After having read My First Summer in the Sierra by John Muir, I was re-introduced to the beauty of Yosemite through the eyes of a man who saw God in everything. Upon my return, everything was more beautiful, more alive, more a part of everything else—yet more distinctly its own individual living character.

Little wildflowers the size of a pinhead were as amazing and monumental as the massive granite monoliths, and each seemed to have its own personality. Some trumpeting, shouting their joy to the sun and the trees towering over them, stretching their little pink petals as straight and happy as they could. Others yawned, as if they were just getting around to waking up by the time the sun set over El Cap, perpetually caught in the blissful first few minutes of waking up when everything is clear and simple. There was one, a purple monkey flower, growing out of a hairline crack in a granite wall over 200 feet from the valley floor. I have no idea how it got there and managed to wedge its roots into the merciless granite as a seedling, but there it was, as proud and hardy as any of the weather-beaten Jeffrey pines at the foot of Half Dome.


Another “little person,” as Muir would call them, that never ceases to amaze me is the chipmunk. They are freaking ninjas. I mean, if they were our size they’d probably run at like 30 miles an hour. They pull ninety degree turns on a dime, and they do it on smooth, vertical granite. I’d give my left nut to be able to climb like a chipmunk.

The birdsong choir at sunrise in Little Yosemite is something I don’t think I can put into words. It is an ancient Native American custom to sing the sun a greeting to welcome its warmth and thank it for the new day. I’ve always loved the idea of doing it, but I’m not much of a poet, and though the emotion is there, I can never come up with a song to do a sunrise justice. That morning, the birds did it for me, and all that was left for me to do was greet the morning with a smile.


Trees are awesome and majestic and beautiful and a bunch of other cool words.

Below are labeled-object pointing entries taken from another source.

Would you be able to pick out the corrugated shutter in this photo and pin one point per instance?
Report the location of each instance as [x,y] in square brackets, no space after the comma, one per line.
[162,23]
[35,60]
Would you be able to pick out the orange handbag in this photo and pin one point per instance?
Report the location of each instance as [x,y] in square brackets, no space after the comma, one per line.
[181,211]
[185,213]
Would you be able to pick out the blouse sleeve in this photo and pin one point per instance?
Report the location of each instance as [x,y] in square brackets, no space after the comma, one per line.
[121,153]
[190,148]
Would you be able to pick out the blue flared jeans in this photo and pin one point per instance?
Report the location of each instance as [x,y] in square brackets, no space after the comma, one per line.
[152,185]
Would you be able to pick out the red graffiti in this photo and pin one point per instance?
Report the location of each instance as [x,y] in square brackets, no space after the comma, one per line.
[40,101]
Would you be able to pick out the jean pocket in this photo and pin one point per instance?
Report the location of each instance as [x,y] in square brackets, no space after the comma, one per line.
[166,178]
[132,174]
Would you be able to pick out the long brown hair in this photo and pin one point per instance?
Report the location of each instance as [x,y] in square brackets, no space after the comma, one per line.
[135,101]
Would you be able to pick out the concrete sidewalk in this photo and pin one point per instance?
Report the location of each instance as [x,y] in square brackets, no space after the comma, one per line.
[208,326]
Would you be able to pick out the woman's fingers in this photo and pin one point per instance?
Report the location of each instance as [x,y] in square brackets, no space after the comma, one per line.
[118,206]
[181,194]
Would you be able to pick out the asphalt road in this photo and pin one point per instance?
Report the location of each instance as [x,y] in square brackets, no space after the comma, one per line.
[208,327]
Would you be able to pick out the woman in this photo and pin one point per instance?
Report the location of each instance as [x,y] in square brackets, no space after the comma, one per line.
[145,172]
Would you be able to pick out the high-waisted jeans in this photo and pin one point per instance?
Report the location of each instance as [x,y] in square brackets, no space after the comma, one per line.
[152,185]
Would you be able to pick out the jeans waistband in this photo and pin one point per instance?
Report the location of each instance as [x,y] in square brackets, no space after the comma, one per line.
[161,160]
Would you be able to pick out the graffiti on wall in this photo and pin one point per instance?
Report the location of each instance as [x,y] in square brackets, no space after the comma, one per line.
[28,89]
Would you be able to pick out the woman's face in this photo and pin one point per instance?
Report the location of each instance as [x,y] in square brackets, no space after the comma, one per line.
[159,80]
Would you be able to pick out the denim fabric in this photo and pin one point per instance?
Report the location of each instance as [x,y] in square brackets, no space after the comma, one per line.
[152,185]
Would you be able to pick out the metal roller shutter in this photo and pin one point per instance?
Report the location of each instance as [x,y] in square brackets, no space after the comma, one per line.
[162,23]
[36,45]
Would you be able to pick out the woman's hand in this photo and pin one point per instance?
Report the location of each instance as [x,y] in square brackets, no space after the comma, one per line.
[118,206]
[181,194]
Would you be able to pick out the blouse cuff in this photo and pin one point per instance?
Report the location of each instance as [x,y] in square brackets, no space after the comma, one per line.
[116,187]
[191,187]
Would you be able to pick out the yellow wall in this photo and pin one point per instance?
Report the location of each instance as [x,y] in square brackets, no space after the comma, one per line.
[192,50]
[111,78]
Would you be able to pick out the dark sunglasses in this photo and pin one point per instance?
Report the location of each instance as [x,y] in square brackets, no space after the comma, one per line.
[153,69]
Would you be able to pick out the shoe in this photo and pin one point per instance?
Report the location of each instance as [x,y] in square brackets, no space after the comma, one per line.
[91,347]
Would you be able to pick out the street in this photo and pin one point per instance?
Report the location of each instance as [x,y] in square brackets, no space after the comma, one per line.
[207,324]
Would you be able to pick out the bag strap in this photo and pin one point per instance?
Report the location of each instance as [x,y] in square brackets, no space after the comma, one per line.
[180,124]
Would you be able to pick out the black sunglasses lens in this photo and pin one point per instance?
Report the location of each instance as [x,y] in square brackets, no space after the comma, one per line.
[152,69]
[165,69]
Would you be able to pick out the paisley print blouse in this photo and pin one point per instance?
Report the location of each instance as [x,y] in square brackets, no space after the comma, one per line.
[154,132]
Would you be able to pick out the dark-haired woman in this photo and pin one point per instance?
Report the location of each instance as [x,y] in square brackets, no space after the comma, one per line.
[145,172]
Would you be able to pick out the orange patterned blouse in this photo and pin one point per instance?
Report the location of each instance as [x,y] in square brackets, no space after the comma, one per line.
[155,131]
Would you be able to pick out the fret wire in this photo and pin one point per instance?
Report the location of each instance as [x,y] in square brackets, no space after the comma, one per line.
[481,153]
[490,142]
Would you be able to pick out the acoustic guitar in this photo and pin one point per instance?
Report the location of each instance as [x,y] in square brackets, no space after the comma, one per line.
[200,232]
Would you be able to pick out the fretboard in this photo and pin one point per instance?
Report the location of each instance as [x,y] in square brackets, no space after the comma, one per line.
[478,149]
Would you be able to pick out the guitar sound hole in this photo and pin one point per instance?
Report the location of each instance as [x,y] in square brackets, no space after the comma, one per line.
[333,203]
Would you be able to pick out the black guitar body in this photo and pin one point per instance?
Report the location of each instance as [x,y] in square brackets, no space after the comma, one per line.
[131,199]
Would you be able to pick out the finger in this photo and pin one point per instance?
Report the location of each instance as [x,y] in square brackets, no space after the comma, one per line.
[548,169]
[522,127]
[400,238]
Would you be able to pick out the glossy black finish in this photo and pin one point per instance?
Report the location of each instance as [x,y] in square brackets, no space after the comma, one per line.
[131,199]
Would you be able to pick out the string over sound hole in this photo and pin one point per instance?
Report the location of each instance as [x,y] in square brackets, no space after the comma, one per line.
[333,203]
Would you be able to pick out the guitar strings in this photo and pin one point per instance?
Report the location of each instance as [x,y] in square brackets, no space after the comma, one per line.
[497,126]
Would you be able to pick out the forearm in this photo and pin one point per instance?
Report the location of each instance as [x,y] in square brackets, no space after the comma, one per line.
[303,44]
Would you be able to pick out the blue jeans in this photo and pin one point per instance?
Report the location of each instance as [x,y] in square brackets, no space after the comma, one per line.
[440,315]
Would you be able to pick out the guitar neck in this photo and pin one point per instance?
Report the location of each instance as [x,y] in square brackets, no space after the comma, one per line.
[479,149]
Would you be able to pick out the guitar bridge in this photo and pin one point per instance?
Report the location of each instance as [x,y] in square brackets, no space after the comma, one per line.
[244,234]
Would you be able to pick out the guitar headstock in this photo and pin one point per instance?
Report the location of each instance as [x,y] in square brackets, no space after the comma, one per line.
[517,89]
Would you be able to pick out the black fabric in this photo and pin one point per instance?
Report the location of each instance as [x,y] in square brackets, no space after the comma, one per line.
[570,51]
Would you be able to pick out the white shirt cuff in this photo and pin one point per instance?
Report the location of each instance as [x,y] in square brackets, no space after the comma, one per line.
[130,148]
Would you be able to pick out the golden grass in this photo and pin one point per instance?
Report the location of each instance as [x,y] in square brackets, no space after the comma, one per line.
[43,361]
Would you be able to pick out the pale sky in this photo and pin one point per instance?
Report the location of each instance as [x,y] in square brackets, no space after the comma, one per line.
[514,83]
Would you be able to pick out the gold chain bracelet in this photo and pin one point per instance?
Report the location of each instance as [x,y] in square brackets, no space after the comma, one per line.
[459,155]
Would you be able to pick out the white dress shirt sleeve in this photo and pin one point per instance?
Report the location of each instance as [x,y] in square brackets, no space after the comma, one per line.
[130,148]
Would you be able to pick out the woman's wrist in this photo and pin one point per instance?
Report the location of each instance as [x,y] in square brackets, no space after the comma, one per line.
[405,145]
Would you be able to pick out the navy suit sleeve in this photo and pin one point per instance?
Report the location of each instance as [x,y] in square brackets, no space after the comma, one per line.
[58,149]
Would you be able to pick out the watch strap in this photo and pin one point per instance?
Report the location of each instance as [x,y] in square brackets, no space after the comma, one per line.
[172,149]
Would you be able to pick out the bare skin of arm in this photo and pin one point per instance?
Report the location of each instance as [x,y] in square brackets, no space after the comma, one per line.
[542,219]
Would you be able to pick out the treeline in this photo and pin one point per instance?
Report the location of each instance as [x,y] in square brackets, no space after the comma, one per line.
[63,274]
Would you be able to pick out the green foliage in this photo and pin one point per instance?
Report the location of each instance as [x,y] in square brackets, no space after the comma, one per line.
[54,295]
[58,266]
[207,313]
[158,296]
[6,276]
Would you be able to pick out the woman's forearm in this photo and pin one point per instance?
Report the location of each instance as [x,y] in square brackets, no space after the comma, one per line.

A few minutes ago every tree was excited, bowing to the roaring storm, waving, swirling, tossing their branches in glorious enthusiasm like worship. But though to the outer ear these trees are now silent, their songs never cease.

– John Muir

I always felt that El Cap was somewhat overrated. Being more of a boulderer at heart, I don’t necessarily feel that a bigger rock is a better rock. Then I hiked to the base. And I touched it and looked up, and the fire was lit. One day …

mountainsOn my way back to Camp 4 from El Cap, I noticed some trash on the side of the trail, and I thought,

what’s it going to matter if I pick up just one piece of trash?

and began to keep walking. And then I remembered a story [my friend] Andrew had told me about how he’d gone out of his way to pick up some trash on Tenaya Lake. Feeling guilty, I turned around, grabbed the plastic bag, and bunched it into my pocket. I turned back to the trail and a butterfly, from out of nowhere, almost flew into my face. Yeah, you’re welcome. Karma or not, it felt good.

Climbers always complain about the crowds in Yosemite. About how they ruin The Valley, taking it to be more of an amusement park than a place of pilgrimage. And I’m often of the mind that they are right, and that many of the tourists in Yosemite don’t belong there. But on the hike down from Half Dome, I noticed something about the people on the trail: they were all happy.

Regardless of whether they were there to enjoy the beauty of the forest, or whether the only thing they could think about was putting one foot in front of the other, they were all brimming over with accomplishment. The trail to Half Dome allows people’s sense of self-worth and their love of life to flourish. And though nature is precious and fragile, it’s impossible to say that what I saw in those people that day isn’t just as invaluable.

There’s a void in everyone that only the mountains can fill.